# Operation Red Nose / Opération Nez rouge



## kratz (25 Nov 2011)

ref: 1)  Borden Citizen, 18 Nov 11, page 11
2)  Operation Red Nose Halifax, Facebook group
3)  Operation Red Nose, national site

Tis the seasson with mess/unit/Ship's parties. Hoisting a few with friends and family as we celebrate many things this time of year. It would be remiss if we did not offer an option other than drinking and driving without offering an alternative. Operation Red Nose (ORN) has been one such alternative since 1985, starting in Quebec and spreading through the rest of Canada. Starting this weekend, for the next  5-6 weekends (Fri-Sat nights) from 9pm-3am your local ORN volunteers will drive you, your passangers and your vehicle home after the festivities are over.
This is a free service to reduce drinking and driving. 100% of any and all donations are put towards the designated local youth charity. 

If you are interested in volunteering or need a ride, please check out the national link # 3, in the references above. Both my 9re and I have volunteered last year and this year. Our mess this year had put together 5 teams to "sponsor" one night in support of this worthy effort.

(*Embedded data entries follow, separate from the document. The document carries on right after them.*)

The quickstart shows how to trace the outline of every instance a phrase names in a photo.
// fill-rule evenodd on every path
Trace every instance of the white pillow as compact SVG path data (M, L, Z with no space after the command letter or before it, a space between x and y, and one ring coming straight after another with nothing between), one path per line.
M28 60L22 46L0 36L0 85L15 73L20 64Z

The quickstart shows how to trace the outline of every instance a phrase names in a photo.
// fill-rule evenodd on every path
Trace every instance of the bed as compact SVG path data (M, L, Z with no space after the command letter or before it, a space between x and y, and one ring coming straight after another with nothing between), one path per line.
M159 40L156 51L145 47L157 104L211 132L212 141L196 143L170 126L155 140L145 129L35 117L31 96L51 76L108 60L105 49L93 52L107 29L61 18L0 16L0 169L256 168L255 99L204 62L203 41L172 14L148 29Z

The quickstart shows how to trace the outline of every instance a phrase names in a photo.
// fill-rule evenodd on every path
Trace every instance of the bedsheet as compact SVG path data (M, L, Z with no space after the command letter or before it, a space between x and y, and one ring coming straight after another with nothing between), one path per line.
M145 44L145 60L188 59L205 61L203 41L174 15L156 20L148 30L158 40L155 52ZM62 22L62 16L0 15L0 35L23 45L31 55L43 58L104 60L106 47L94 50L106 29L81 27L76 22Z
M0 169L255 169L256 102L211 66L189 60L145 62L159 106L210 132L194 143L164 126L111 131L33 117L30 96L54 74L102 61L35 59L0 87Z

As the slogan goes, "Cheers! but never before driving"


----------



## kratz (2 Nov 2012)

Operation Red Nose is offering itself in Borden again, but the problems that have plagued the program for the past few years have now shut down ORN operations in all the remaining Atlantic provinces (Saint John, NB and Halifax, NS) are not able to offer ORN this year.

I do not agree with the publicly announced reasons why ORN is not running in places this year.


----------



## Journeyman (2 Nov 2012)

kratz said:
			
		

> Operation Red Nose is offering itself in Borden again, but the problems that have plagued the program for the past few years have now shut down ORN operations in all the remaining Atlantic provinces (Saint John, NB and Halifax, NS) are not able to offer ORN this year.


By "the problems," are you referring to ambulance-chasing liability lawyers?   Guess we need more of them.   :


----------